Pursuant to statutory mandate, the North Carolina Automobile Rate Administrative Office, hereinafter referred to as "Rate Office" files with the Commissioner of Insurance on or before 1 July of each year data compiled under the provisions of G.S. 58-248 and a rate review based on that data. The 1 July 1974 filing used the latest available statistical data reflecting the underwriting experience of all the member companies for the two years ending 30 June 1972 and 30 June 1974. The same rate making process was used by the Rate Office in the 1974 filing as had been used by it for the filing of 1973 and those of prior years. The filing was amended and the amended filing was made on 2 January 1975. This amended filing became the subject matter of the hearing and proposed a rate level reduction of 13.370 for bodily injury and a rate level increase of 22.5% for property damage, or an overall rate level increase of 0.9% for bodily injury and property damages combined, as compared with the original 1974 filing reflecting a proposed overall rate level increase of 3.2%.
On 20 September 1974, the Attorney General intervened on behalf of the using and consuming public of the State of North Carolina. On 25 and 26 November 1974, the Commissioner of Insurance conducted a public hearing which was continued to and resumed on 10 December 1974 and 6, 7, 15, 21, 22, 23, 24, 27, 28, 29 January 1975, and 4, 7 February 1975 and 10 March 1975, concluding on 17 March 1975. While the 1974 filing was pending, the 1973 filing was pending, the order issued therein having been appealed to this Court. We reversed the Commissioner of Insurance, 24 N.C. App. 228, 210 S.E.2d 439 (1974), and the Commissioner and Attorney General appealed, by reason of a dissent, to the Supreme Court of North Carolina, which affirmed the reversal, 287 N.C. 192, 214 S.E.2d 98 (1975), and ordered the case remanded to the Commissioner of Insurance for disposition of the filing according to law.

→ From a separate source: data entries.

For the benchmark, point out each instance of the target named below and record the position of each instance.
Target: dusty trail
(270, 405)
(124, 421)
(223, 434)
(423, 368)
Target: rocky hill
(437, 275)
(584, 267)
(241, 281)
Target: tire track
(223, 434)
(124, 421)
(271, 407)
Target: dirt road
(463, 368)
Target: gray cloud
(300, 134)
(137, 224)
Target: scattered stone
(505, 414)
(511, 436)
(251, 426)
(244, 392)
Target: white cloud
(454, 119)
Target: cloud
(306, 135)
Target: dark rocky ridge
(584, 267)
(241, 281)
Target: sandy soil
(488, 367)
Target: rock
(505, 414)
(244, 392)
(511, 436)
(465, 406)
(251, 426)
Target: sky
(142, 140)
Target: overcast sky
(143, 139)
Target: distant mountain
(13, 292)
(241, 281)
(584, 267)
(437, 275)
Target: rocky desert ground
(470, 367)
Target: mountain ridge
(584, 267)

The Commissioner of Insurance entered an order on 28 March 1975, directing that "private passenger automobile liability insurance rates for use in North Carolina in the future be decreased by 23.8% for bodily injury and increased by a (sic) 2.5% for property damage to be effective on May 1, 1975." The Rate Office and the named companies appealed.

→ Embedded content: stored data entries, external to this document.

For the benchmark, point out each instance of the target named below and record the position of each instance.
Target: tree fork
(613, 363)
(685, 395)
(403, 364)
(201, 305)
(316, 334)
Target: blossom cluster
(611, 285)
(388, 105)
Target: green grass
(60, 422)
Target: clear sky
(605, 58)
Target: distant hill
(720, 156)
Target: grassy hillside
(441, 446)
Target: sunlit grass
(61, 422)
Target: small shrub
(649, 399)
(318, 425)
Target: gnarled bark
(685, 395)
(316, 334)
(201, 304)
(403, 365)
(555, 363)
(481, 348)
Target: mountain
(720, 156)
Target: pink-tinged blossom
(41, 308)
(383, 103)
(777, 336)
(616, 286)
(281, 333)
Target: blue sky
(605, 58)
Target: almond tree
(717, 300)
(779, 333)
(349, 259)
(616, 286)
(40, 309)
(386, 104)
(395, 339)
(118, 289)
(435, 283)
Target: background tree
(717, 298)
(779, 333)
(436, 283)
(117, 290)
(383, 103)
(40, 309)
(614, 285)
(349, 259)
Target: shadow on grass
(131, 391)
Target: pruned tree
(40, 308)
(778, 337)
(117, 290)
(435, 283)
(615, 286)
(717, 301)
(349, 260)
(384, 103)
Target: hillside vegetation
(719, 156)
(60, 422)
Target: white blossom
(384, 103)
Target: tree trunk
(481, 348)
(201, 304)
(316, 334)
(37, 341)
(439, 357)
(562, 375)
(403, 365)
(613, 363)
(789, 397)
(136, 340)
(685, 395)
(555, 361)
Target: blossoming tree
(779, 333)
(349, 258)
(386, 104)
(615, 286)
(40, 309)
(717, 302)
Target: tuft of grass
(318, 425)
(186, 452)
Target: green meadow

This case is before us for review upon seven assignments of error based on 147 exceptions. The assignments of error are presented by defendants under four principal arguments: (1) The order entered was in excess of and contrary to the statutory rate-making procedure required by Article 25, Chapter 58, of the General Statutes of North Carolina and approved by this Court and the Supreme Court of North Carolina, (2) the order is not supported by material and substantial evidence, (3) the order was in violation of the rights of appellants guaranteed by the due process clause of the Fourteenth Amendment to the United States Constitution, and the law of the land clause of Article I, Section 19, of the Constitution of North Carolina and in contravention of the provisions of Article I, Section 6, and Article 1 of the Constitution of North Carolina reserving legislative power of the State to the General Assembly; and (4) the order is prejudicial to the substantial rights of the appellants and therefore reversible because it was based upon hearings conducted by the Commissioner of Insurance as a consumer advocate rather than as a governmental adjudicator and independent decision-maker and in an arbitrary and capricious manner denying to appellants due process of law in contravention of the law of the land clause of Article I, Section 19, of the Constitution of North Carolina, and the due process clause of the Fourteenth Amendment to the United States Constitution.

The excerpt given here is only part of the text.